Note: I first heard of Keb’ through part one of Martin Scorsese’s six part 2003 PBS series on the history of the blues. I recommend that series for those who want a primer on the history of this music-then push on from there.

Saturday, December 20, 2008

Doin' His Midnight Creep- The Howlin' Wolf Story

DVD REVIEW
Doin' His Midnight Creep- The Howlin' Wolf Story


The Howlin’ Wolf Story, Howlin’ Wolf and various artists and commentators, Productions, 2004

I have reviewed several of Howlin’ Wolf’s CDs in this space previously and had expected that this documentary about the life, the times and the influence of this incredible blues performer would merely be an appetizer for further reviews of his music. Not so. This well-done, lovingly put together and extremely informative documentary is a worthy viewing for the novice and old Wolf aficionados like me. Thus, rather than placing this commentary as a tail to some other Wolf entry it is worthy of separate entry here.

In this presentation filled, as always in this kind of work, with the inevitable “talking heads” we go from Wolf‘s roots down in the Mississippi Delta, cotton country and nothing else, in the 1920’s and 1930’s through to the first stop up the Mississippi at Memphis on to the Mecca Chicago in the post- World War II period and finally to international renown in the blues revival started by the likes of The Rolling Stones and Eric Clapton the mid-1960s. In short we are treated to a view of the trajectory of Wolf’s life; unlike let us say Son House with whom Wolf worked with in the old days who stuck with the country roots, from country blues of the back road jukes to the electricity of the urban ghetto that made those old blues jump for, at first, migratory urban blacks and then young whites like this reviewer. Along the way many of the musicians that worked with Wolf like Hubert Sumerlin, a blues guitarist legend in his own right, and Sam Lay as well as Wolf’s daughters, the Chess Record producer Marshall Chess and others give some amusing stories and anecdotes on the life of the great bluesman. And seemingly as always when blues or rock and roll are mentioned little segments with the ubiquitous Sam Phillips of the well-known Sun Recording studio in Memphis.
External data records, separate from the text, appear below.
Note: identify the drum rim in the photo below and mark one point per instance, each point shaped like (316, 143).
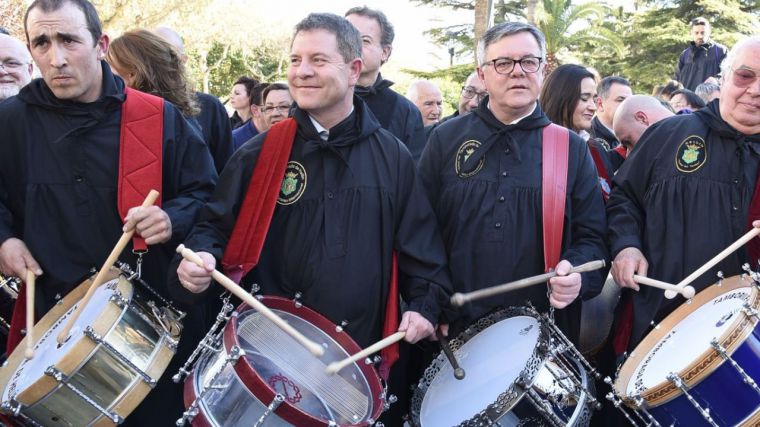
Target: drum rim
(510, 396)
(110, 317)
(264, 392)
(704, 363)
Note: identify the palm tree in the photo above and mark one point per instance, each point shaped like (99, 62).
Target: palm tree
(567, 25)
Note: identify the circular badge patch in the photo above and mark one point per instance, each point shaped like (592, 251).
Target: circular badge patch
(293, 184)
(691, 154)
(464, 153)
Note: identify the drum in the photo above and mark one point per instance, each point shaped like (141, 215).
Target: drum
(116, 352)
(520, 370)
(700, 366)
(256, 374)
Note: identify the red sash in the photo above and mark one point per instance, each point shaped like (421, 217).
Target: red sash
(555, 147)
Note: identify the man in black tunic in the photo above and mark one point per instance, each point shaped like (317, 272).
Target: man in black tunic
(482, 172)
(351, 198)
(60, 152)
(685, 193)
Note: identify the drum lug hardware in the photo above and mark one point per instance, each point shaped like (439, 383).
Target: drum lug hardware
(278, 399)
(705, 412)
(63, 379)
(746, 378)
(91, 334)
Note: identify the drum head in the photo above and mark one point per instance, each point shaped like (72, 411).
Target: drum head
(492, 359)
(681, 342)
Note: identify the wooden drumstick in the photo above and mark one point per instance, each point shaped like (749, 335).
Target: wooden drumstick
(249, 299)
(687, 291)
(334, 367)
(100, 277)
(459, 299)
(670, 294)
(30, 279)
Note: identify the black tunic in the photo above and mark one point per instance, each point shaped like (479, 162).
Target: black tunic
(681, 218)
(361, 199)
(489, 207)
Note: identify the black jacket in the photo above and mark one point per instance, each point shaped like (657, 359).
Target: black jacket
(347, 204)
(396, 114)
(489, 208)
(697, 63)
(681, 197)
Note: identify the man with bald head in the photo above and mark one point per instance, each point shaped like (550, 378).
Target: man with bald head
(15, 66)
(634, 116)
(686, 192)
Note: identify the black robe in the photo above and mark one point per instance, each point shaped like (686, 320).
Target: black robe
(489, 208)
(681, 218)
(361, 200)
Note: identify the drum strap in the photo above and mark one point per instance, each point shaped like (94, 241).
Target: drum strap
(556, 140)
(255, 215)
(140, 147)
(140, 152)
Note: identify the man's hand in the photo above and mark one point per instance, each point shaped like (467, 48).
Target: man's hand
(565, 287)
(196, 279)
(416, 326)
(15, 259)
(631, 261)
(151, 223)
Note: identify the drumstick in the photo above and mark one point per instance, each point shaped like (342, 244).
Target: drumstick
(30, 279)
(334, 367)
(670, 294)
(101, 276)
(687, 291)
(459, 299)
(249, 299)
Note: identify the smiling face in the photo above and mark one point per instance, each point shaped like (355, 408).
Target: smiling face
(514, 94)
(66, 54)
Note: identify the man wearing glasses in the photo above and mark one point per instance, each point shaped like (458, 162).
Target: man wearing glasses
(483, 175)
(15, 66)
(689, 190)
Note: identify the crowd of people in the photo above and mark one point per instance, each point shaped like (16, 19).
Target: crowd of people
(381, 198)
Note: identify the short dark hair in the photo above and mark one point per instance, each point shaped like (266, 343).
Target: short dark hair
(387, 34)
(691, 98)
(272, 87)
(90, 15)
(603, 88)
(347, 36)
(561, 92)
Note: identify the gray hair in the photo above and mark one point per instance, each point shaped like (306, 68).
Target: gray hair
(603, 88)
(728, 62)
(346, 35)
(497, 32)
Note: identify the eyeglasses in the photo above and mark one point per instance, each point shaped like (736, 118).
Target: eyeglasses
(529, 64)
(12, 64)
(743, 77)
(469, 92)
(282, 109)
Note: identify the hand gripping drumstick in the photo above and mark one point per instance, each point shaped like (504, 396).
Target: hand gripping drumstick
(249, 299)
(30, 279)
(459, 299)
(687, 291)
(101, 276)
(718, 258)
(334, 367)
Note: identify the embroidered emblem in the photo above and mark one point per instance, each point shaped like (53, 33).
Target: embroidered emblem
(465, 151)
(691, 154)
(287, 388)
(293, 184)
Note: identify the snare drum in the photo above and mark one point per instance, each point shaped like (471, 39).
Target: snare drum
(520, 370)
(116, 352)
(701, 365)
(259, 375)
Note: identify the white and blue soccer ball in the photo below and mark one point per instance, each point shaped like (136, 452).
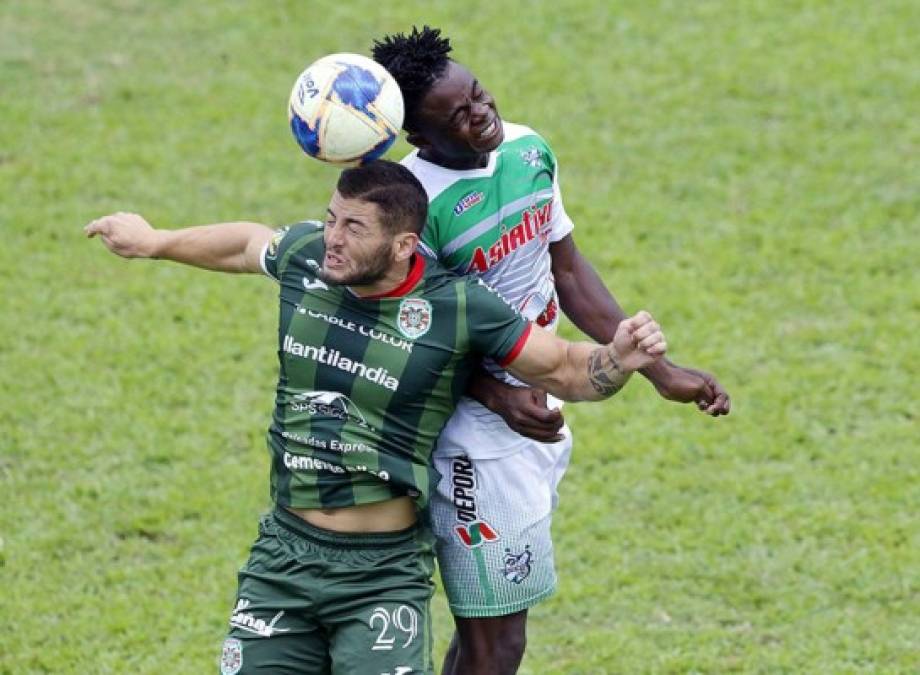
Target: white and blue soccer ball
(346, 109)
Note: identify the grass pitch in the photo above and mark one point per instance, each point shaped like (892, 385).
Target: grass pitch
(747, 170)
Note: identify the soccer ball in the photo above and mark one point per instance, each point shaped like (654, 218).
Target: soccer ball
(345, 109)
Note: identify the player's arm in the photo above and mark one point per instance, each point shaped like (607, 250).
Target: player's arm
(225, 247)
(581, 371)
(588, 303)
(523, 408)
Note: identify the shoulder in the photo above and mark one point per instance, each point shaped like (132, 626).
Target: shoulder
(291, 242)
(520, 133)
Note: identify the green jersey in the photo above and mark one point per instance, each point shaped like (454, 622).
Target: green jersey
(367, 383)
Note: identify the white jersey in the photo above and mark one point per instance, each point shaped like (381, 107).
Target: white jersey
(497, 223)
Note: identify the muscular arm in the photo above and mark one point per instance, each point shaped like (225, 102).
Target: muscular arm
(579, 371)
(592, 308)
(224, 247)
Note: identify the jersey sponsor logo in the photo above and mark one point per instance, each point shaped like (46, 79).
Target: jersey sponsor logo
(231, 657)
(531, 157)
(247, 621)
(305, 463)
(534, 224)
(334, 358)
(517, 565)
(358, 328)
(472, 530)
(329, 404)
(334, 444)
(414, 317)
(314, 284)
(468, 202)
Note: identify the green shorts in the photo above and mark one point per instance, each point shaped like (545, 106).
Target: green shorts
(313, 601)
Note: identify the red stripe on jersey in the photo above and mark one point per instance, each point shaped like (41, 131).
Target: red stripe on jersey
(518, 346)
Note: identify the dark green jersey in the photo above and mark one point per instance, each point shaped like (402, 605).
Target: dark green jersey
(366, 384)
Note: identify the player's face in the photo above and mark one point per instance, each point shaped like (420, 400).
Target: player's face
(358, 250)
(457, 118)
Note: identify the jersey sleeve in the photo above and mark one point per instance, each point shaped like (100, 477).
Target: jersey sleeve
(561, 224)
(283, 242)
(496, 329)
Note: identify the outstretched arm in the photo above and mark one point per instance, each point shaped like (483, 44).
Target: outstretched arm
(579, 371)
(586, 301)
(225, 247)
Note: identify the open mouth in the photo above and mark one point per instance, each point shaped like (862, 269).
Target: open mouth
(332, 261)
(489, 131)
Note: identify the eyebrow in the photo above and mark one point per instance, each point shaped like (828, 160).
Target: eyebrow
(460, 107)
(356, 221)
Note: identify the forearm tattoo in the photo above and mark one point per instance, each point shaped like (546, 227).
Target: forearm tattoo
(605, 373)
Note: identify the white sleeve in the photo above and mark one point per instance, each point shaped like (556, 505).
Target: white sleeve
(561, 223)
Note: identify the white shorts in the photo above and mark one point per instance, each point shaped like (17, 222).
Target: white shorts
(491, 518)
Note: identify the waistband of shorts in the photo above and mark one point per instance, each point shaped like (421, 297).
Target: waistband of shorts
(323, 537)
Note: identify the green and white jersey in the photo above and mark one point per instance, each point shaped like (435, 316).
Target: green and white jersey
(497, 223)
(367, 383)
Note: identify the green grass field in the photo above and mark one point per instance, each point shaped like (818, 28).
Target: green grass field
(749, 171)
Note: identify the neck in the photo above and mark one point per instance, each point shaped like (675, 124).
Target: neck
(458, 163)
(395, 276)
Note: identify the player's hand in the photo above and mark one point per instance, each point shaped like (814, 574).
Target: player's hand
(125, 234)
(638, 342)
(688, 385)
(525, 411)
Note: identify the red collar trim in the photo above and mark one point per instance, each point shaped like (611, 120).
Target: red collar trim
(416, 270)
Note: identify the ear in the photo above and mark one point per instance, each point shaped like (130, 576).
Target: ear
(404, 245)
(417, 139)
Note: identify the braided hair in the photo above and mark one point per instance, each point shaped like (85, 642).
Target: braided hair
(415, 61)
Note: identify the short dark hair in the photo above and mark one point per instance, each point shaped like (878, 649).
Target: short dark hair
(400, 196)
(415, 61)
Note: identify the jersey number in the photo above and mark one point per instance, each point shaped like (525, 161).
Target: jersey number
(403, 619)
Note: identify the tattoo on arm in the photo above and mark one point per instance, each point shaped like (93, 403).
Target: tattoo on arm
(605, 373)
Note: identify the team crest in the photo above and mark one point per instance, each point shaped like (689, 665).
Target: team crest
(414, 317)
(275, 241)
(467, 202)
(531, 157)
(517, 565)
(231, 657)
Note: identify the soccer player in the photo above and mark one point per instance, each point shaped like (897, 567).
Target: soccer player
(375, 344)
(496, 212)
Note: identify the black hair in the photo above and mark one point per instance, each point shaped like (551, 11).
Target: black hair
(415, 61)
(399, 195)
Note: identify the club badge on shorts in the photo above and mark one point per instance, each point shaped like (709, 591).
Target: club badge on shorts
(414, 317)
(231, 657)
(517, 565)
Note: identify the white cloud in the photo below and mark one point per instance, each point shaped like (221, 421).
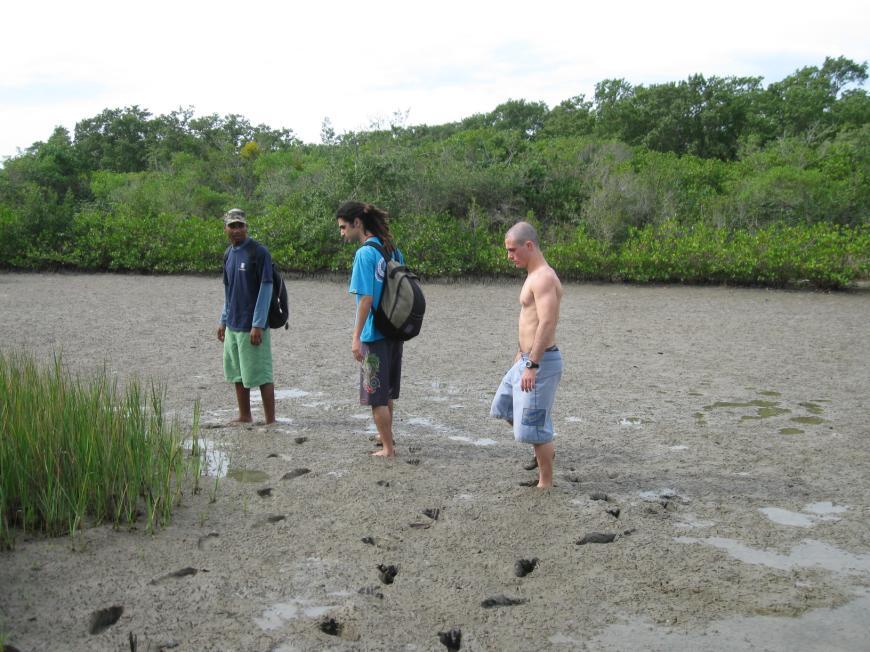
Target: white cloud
(290, 66)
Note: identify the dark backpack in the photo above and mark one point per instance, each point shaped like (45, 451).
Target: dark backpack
(399, 315)
(279, 311)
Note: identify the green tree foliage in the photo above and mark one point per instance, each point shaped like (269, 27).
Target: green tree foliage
(638, 182)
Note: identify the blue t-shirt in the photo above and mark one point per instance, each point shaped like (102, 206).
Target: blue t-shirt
(247, 278)
(367, 279)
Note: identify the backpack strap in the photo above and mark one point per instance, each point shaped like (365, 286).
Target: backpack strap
(382, 249)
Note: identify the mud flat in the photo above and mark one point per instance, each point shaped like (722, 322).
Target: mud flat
(712, 492)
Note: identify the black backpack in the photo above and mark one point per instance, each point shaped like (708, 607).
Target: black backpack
(279, 311)
(399, 315)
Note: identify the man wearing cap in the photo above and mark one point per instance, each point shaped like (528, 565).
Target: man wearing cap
(243, 324)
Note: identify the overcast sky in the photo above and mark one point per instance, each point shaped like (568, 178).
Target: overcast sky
(360, 62)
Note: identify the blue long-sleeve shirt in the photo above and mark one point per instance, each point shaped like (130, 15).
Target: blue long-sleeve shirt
(247, 286)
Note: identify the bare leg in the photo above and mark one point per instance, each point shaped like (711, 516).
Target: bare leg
(267, 391)
(378, 436)
(383, 416)
(243, 398)
(545, 453)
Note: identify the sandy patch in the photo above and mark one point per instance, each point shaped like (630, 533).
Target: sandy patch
(719, 435)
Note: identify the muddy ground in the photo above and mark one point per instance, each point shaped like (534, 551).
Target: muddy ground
(728, 429)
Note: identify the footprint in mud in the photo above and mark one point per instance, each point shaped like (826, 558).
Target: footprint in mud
(372, 591)
(203, 541)
(501, 601)
(102, 619)
(387, 574)
(596, 537)
(452, 640)
(295, 473)
(331, 626)
(523, 567)
(187, 571)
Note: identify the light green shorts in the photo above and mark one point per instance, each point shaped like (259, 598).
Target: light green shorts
(245, 363)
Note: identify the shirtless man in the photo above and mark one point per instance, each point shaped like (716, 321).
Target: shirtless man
(527, 392)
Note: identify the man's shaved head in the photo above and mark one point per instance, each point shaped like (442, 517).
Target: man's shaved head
(523, 232)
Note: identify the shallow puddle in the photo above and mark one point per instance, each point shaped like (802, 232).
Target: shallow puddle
(281, 394)
(215, 462)
(729, 404)
(476, 442)
(811, 421)
(766, 413)
(807, 554)
(785, 517)
(812, 408)
(841, 628)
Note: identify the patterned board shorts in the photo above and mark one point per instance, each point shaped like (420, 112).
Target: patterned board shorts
(380, 372)
(535, 425)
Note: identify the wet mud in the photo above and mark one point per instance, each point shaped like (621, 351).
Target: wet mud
(719, 436)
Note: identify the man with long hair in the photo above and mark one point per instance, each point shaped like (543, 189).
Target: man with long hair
(380, 357)
(527, 392)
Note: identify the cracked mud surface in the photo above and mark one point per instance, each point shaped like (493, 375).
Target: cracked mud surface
(727, 429)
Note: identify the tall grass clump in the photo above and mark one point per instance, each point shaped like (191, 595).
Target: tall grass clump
(76, 451)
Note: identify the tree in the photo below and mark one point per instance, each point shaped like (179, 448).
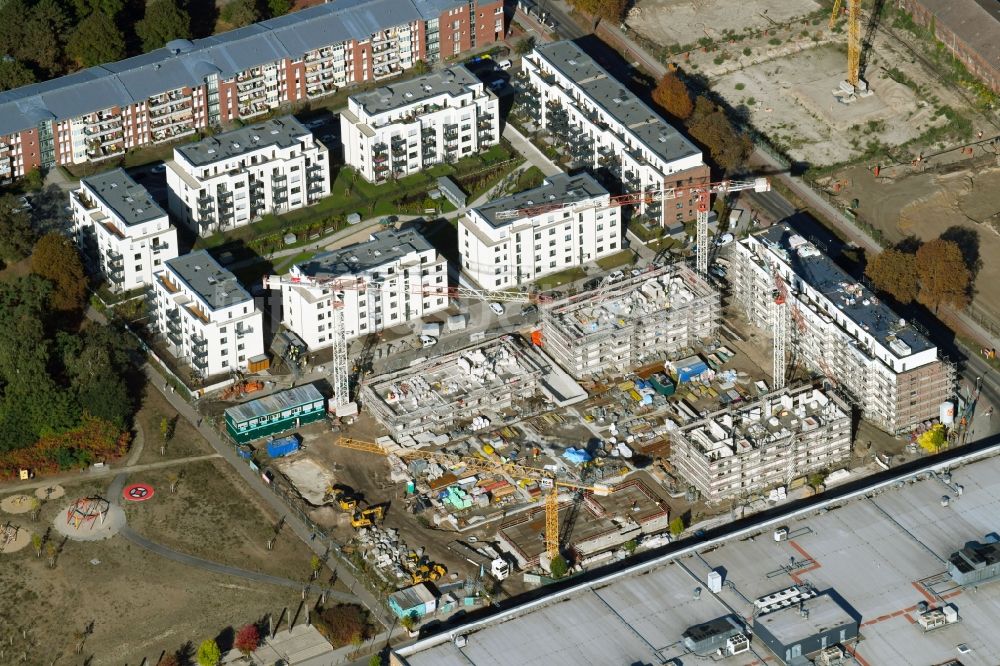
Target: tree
(238, 13)
(247, 640)
(57, 260)
(943, 274)
(676, 526)
(895, 273)
(671, 94)
(525, 45)
(96, 40)
(558, 567)
(279, 7)
(164, 21)
(17, 236)
(209, 653)
(14, 75)
(933, 440)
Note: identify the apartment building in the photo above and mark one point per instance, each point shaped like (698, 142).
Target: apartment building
(100, 112)
(840, 329)
(207, 320)
(735, 453)
(604, 126)
(394, 277)
(542, 239)
(406, 127)
(121, 229)
(232, 179)
(636, 320)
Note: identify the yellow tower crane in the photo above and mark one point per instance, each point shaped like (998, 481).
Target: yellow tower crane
(482, 465)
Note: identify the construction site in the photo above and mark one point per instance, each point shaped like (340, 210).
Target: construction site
(632, 321)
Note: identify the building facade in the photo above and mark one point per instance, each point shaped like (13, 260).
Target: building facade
(630, 322)
(967, 28)
(840, 329)
(736, 453)
(206, 319)
(499, 252)
(101, 112)
(116, 222)
(391, 279)
(606, 127)
(232, 179)
(404, 128)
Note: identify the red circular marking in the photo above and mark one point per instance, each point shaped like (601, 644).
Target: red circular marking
(137, 492)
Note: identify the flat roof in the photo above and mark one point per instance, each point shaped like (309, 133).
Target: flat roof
(129, 200)
(383, 247)
(186, 64)
(283, 132)
(610, 94)
(557, 189)
(796, 623)
(274, 403)
(202, 274)
(452, 81)
(851, 297)
(881, 553)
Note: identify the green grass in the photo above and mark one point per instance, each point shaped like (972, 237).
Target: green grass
(562, 277)
(617, 260)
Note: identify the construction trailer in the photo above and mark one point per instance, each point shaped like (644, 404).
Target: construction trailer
(624, 324)
(275, 413)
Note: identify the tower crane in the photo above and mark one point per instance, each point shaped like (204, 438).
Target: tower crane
(702, 194)
(341, 364)
(546, 479)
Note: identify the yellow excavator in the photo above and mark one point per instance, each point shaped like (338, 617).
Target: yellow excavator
(368, 517)
(342, 495)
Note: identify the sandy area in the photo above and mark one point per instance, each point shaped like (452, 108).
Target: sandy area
(685, 21)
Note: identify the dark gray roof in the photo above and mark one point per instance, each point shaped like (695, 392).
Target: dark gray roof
(203, 275)
(861, 306)
(453, 81)
(129, 200)
(282, 132)
(657, 134)
(383, 247)
(136, 79)
(274, 403)
(560, 188)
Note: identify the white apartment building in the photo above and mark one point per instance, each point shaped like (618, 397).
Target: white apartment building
(116, 222)
(232, 179)
(768, 443)
(497, 254)
(393, 278)
(605, 126)
(403, 128)
(840, 329)
(206, 318)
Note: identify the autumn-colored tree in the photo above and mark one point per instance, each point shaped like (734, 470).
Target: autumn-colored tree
(943, 274)
(710, 126)
(57, 260)
(895, 273)
(247, 640)
(673, 97)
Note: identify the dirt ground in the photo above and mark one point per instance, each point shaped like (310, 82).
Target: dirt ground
(685, 21)
(926, 204)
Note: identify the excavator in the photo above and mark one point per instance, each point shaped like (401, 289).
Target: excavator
(368, 517)
(342, 495)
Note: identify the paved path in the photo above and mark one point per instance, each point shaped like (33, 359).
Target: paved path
(215, 567)
(344, 572)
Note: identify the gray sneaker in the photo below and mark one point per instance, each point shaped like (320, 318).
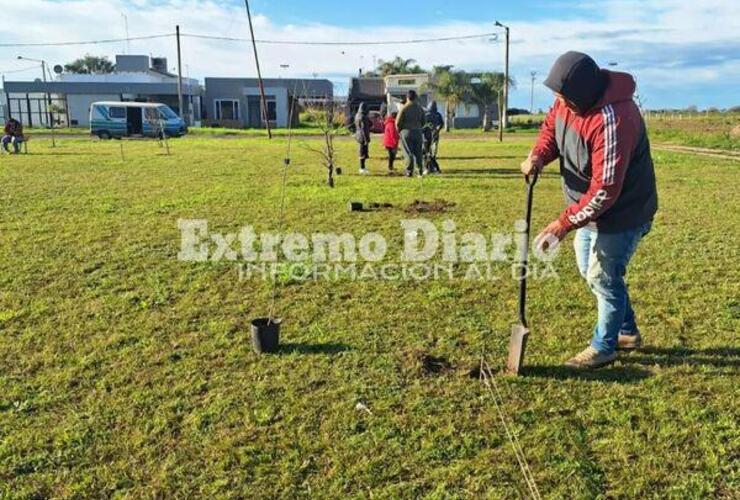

I do not generally comment on (or for that matter look at) the special features sections of DVD. Not doing so here would be a mistake. There is some nice home movie footage, some interesting Wolf stories by his companions and rivals, a nice segment on the rivalry between Wolf and Muddy Waters to be “King of The Chicago Blues” and a recording of a radio broadcast of Wolf doing "Little Red Rooster". Damn, I flipped out the first time I heard that song when it was covered by The Rolling Stones in the early 1960’s. I also flipped out when I first heard a Wolf recording of it. I don’t know what I would have done had I heard it on my radio then. Probably started hitchhiking for Chicago.

All of this information is nice but I am sure the reader is just as interested to know about the music. Oh yes there is some great footage of classic Wolf efforts. Of course for this reviewer number one is always Wolf’s "Little Red Rooster". Christ, he is practically eating the harmonica by the end of the song. "Lovin’ Spoonful", "Moaning at Midnight" and a host of other songs get their usual professional Wolf treatment. That is a point to be underscored, he was a professional in his approach to the music, its presentation and the way that he could influence a genre that he practically build (along with his competitor Muddy Waters) from scratch. If you need an hour of the Wolf doin’ his Midnight Creep then you really have to see this documentary. Kudos to the filmmakers on this one.